Insurers and drug companies and their armies of lobbyists get what they pay for on Capitol Hill.
If you wonder why we spend more money on health care than any other country but have some of the worst health outcomes, you need look no further than the halls of Congress to figure out why that is.
And you need look no further back than the recent "fiscal cliff" drama for compelling proof of how decisions are often made, not based on protecting the public's interest and bringing costs down, but on protecting the profits of pharmaceutical companies, insurance firms and other special interests that grease the palms of our elected officials.
Drug makers have long had cozy relationships and outsized influence on lawmakers in Washington. That's why ObamaCare barely touches that industry. Big Pharma essentially blackmailed members of Congress and the White House by threatening to bankroll a huge PR and lobbying campaign to kill health care reform if serious consideration was given to allowing Medicare officials to negotiate for lower drug prices.
We hear constantly from lawmakers about how unsustainable the Medicare "entitlement" program is, yet when they had a chance to make a difference in how much Medicare has to shell out to drug makers, they looked the other way.

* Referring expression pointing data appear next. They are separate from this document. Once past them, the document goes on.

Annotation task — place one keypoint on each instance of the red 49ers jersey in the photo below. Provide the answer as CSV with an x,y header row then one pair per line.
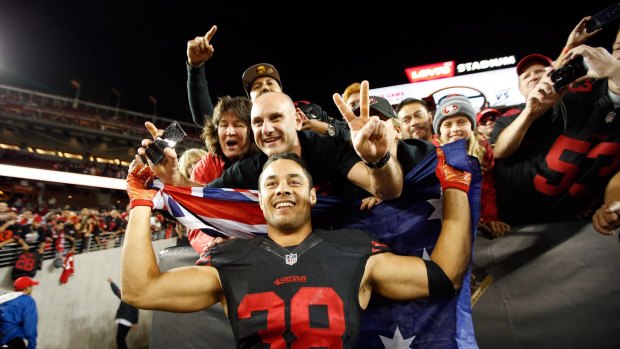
x,y
299,297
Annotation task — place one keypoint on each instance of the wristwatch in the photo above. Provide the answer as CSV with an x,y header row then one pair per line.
x,y
331,130
380,163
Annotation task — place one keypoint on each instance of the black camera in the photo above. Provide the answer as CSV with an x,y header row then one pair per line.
x,y
173,134
568,73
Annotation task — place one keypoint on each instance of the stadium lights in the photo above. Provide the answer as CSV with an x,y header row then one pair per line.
x,y
62,177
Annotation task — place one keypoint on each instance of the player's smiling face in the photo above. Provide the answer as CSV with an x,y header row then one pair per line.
x,y
285,195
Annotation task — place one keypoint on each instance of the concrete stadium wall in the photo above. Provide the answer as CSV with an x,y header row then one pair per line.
x,y
80,314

Taxpayers could save billions of dollars a year if Medicare didn't have to pay so much for drugs, but drug companies have much more clout on Capitol Hill than taxpayers.

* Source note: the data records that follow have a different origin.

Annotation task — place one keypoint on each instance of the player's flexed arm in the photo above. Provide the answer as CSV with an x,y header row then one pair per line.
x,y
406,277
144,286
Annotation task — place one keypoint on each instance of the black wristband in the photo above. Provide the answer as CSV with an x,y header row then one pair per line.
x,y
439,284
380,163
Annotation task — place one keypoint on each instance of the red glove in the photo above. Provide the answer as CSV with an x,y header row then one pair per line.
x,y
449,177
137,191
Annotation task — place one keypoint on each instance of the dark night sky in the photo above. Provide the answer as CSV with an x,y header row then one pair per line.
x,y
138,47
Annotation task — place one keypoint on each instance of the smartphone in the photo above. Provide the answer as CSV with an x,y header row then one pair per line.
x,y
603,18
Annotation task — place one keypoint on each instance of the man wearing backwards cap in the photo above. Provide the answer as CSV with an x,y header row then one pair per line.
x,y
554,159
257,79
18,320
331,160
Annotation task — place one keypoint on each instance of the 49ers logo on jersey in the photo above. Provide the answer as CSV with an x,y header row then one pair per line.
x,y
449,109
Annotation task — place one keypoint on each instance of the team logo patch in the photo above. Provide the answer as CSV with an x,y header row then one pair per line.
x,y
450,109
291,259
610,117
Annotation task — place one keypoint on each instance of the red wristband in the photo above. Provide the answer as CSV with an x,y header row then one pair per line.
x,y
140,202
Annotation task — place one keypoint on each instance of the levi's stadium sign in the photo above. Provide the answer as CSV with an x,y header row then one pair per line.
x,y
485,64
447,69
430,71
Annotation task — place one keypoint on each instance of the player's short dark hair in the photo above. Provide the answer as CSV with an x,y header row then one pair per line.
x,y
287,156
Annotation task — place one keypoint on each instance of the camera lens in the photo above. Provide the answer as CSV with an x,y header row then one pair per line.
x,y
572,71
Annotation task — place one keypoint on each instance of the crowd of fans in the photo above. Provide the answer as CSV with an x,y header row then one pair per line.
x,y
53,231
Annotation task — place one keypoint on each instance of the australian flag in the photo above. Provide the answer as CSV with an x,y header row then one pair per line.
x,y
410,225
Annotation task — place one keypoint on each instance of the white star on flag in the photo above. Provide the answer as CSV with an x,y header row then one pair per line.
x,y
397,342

So much clout that one big drug company--Amgen--was able to get language quietly inserted in the fiscal cliff bill that will cost the Medicare program millions of dollars.
Buried deep in the legislation is language that delays long-proposed price restraints on a class of drugs used to treat kidney dialysis patients. That paragraph allows Amgen to sell one of its high-priced drugs, Sensipar, with no government controls for two more years--at a cost to the Medicare program of an estimated $500 million.

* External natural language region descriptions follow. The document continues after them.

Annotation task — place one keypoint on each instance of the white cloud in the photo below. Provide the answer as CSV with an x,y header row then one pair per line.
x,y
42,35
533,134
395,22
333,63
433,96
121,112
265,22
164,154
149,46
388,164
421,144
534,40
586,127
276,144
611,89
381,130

As reported first in The New York Times, this Congressional gift to Amgen, which employs 74 lobbyists in Washington, came just two weeks after the company pleaded guilty in a federal fraud case. It's likely the public would never have been aware of the company's windfall if its CEO hadn't reported it right away to Wall Street investment analysts, the stakeholders most dear to publicly traded companies like Amgen and the insurance companies I used to work for.
The language apparently was inserted in the fiscal cliff bill by Amgen's friends on the Senate Finance Committee, Democrats as well as Republicans. The company has been very generous with campaign contributions over the years to several committee members, including Orrin Hatch (R-Utah) and committee chair Max Baucus (D-Mont).
Speaking of insurance companies, they, too, made out like bandits in the fiscal cliff bill.
My former colleagues rarely miss an opportunity to talk about the importance of "choice and competition" to consumers.
"Health plans are committed to working with policymakers to make coverage more affordable, promote choice and competition, and maintain a strong safety net for our nation's most vulnerable populations," Karen Ignagni, president of America's Health Insurance Plans, said in a recent statement. Ignagni went on to make several suggestions about changes policymakers should make to ObamaCare before important consumer protections kick in on Jan. 1, 2014.
And --surprise--lawmakers took some of Ignagni's suggestions. Language inserted in the fiscal cliff bill at the 11th hour by friends of the industry that will actually reduce "choice and competition" is all the proof we need that the $10.2 million AHIP and 11 big insurers gave to federal politicians between 2010 and 2012 is turning out to be a pretty good investment.
The truth is that the major insurers dominating the so-called marketplace have for years been systematically eliminating their smaller competitors, either by forcing them out of business or by acquiring them. There are far fewer managed care companies today than there were when I first began working for the industry in the 1980s.
In an effort to create more competition, consumer-friendly lawmakers inserted a provision in ObamaCare to make federal dollars available through loans to groups hoping to set up nonprofit co-op health plans in every state.